Beton wiederverwenden
Während seiner Studienzeit an der ZHAW hatte Adrian Kiesel die Möglichkeit, sich in seiner Masterarbeit am Institut für Konstruktives Entwerfen (IKE) intensiv mit der Wiederverwendung von Betonstrukturen zu beschäftigen. Unter dem Titel „Beton wiederverwenden! – Das Potenzial einer Wiederverwendung bereits vergossener Betonstrukturen für eine nachhaltige Baukultur“ plante er eine neue Produktionsstätte in Zürich Hard, die vollständig aus wiederverwendeten Betonstrukturen verschiedener Abrissobjekte in der Schweiz zusammengesetzt ist.
Durch den Einsatz von wiederverwendeten Bauteilen konnten in diesem Projekt 80 % der Treibhausgasemissionen eingespart werden – konkret 1688,86 Tonnen CO2-Äquivalent im Vergleich zu einem Neubau. Aufgrund der aktuell noch aufwendigen Rückbautechniken war das Gebäude allerdings um 19 % teurer als ein konventioneller Neubau.
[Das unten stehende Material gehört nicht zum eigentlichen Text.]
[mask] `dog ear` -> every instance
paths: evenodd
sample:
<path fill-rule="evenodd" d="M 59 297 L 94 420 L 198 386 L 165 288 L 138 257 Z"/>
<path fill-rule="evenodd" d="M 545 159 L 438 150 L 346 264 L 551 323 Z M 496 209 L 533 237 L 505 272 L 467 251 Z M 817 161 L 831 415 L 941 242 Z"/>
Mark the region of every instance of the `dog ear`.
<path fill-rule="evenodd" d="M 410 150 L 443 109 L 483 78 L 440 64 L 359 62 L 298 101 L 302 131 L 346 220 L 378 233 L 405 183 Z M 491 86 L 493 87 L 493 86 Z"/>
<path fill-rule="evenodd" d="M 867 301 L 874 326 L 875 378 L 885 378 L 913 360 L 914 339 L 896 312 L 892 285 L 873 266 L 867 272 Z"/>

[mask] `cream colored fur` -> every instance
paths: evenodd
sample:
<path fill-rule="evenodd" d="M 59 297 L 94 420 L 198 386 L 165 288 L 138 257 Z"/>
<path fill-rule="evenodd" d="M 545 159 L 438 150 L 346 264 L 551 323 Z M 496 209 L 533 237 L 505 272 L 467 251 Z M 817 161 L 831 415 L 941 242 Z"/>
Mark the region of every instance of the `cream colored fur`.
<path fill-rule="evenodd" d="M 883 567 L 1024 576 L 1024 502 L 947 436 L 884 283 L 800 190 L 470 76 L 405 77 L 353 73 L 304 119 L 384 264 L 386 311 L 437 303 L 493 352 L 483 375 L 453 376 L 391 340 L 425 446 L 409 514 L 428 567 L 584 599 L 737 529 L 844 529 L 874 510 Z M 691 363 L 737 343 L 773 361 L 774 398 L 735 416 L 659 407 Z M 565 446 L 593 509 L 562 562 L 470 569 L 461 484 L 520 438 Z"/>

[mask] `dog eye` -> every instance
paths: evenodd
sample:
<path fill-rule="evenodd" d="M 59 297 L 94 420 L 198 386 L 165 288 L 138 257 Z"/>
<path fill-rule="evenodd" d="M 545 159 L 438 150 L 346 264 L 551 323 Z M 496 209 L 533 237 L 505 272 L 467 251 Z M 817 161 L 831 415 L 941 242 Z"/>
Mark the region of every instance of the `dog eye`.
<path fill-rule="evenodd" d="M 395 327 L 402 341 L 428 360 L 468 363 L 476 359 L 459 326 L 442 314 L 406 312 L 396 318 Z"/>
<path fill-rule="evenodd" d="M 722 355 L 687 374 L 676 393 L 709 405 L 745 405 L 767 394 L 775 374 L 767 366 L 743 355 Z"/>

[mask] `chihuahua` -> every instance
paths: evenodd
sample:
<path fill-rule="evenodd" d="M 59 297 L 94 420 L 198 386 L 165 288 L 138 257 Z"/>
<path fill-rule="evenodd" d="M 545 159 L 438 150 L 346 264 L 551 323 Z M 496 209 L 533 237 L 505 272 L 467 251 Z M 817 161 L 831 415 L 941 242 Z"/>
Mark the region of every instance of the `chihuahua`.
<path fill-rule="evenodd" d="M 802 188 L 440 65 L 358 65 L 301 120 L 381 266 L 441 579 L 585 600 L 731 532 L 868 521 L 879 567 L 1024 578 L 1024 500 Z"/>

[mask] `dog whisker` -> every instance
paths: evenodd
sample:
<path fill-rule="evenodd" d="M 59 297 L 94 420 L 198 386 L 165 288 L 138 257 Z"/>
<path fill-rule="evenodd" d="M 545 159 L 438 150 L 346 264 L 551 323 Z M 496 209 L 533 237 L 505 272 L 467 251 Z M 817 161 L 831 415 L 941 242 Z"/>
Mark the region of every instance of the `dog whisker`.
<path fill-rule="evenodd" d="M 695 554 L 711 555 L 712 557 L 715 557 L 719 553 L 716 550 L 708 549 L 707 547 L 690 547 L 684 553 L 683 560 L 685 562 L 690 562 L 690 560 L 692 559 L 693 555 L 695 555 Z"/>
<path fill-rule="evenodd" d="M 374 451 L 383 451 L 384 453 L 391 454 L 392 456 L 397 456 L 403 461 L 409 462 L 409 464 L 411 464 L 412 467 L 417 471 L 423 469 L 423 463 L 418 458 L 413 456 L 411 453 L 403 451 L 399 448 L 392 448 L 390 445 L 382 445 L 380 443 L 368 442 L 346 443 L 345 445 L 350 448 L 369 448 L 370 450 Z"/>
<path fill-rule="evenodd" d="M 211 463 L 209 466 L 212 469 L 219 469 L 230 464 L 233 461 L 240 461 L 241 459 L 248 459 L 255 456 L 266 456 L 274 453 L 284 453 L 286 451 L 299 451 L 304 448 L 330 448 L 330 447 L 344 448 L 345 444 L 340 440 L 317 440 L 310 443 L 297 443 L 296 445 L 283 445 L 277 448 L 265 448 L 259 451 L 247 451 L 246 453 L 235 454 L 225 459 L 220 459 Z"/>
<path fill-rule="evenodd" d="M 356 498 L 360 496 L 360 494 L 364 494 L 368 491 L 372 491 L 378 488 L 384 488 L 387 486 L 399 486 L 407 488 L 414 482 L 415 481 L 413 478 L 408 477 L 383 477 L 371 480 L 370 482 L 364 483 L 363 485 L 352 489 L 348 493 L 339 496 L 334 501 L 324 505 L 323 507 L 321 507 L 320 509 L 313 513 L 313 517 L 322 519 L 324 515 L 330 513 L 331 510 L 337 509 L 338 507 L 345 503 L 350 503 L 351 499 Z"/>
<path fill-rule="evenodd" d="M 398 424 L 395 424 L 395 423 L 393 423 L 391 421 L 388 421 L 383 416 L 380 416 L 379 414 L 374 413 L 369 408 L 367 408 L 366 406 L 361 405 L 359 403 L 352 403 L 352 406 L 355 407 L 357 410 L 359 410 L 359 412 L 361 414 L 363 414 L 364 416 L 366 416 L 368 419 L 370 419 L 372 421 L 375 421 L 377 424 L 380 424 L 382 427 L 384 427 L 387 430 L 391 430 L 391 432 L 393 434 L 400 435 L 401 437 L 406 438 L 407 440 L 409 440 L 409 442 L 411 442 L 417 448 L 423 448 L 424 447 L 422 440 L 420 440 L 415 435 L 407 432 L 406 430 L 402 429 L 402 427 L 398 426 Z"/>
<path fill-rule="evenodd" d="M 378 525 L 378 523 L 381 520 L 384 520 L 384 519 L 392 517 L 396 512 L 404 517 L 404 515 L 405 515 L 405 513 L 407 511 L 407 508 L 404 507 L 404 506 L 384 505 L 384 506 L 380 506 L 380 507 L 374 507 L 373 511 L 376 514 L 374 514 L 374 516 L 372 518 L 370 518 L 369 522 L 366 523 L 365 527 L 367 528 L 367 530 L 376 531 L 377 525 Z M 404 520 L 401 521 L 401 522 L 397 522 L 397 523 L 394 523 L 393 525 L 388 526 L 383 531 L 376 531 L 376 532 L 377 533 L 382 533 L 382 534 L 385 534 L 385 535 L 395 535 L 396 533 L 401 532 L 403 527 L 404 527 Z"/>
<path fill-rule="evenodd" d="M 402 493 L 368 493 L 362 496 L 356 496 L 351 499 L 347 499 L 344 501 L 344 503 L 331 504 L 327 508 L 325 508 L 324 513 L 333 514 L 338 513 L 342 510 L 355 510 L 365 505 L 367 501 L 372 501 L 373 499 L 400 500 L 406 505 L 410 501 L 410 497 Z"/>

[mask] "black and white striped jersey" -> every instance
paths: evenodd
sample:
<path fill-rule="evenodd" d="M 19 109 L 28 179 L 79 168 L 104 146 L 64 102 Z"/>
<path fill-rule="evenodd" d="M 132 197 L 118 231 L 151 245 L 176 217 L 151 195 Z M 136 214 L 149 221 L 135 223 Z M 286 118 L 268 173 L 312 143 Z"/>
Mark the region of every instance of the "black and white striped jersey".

Mit dieser Arbeit konnte Adrian Kiesel die Jury des SIA Masterpreises 2022 überzeugen und erhielt eine Anerkennung.
Abbildung 3: Wiederverwendete Bauteile und ihre Verbindungen; Quelle: Adrian Kiesel
Abbildung 4: Wiederverwendete Bauteile und ihre Verbindungen; Quelle: Adrian Kiesel
Abbildung 5: Wiederverwendete Bauteile und ihre Verbindungen; Quelle: Adrian Kiesel
Nach Abschluss seines Studiums nutzte Adrian Kiesel die Gelegenheit, das Forschungsprojekt „Neue Kreisläufe für bestehende Betonstrukturen“ am Institut für Konstruktives Entwerfen (IKE) zu initiieren, das auf den Erkenntnissen seiner Masterarbeit aufbaut. Ziel des Projekts ist es, die technischen Herausforderungen der Wiederverwendung von Betonteilen durch innovative Ansätze zu bewältigen und Lösungen für die spezifischen Probleme im Zusammenhang mit ihrer Integration in neue Tragwerke zu finden.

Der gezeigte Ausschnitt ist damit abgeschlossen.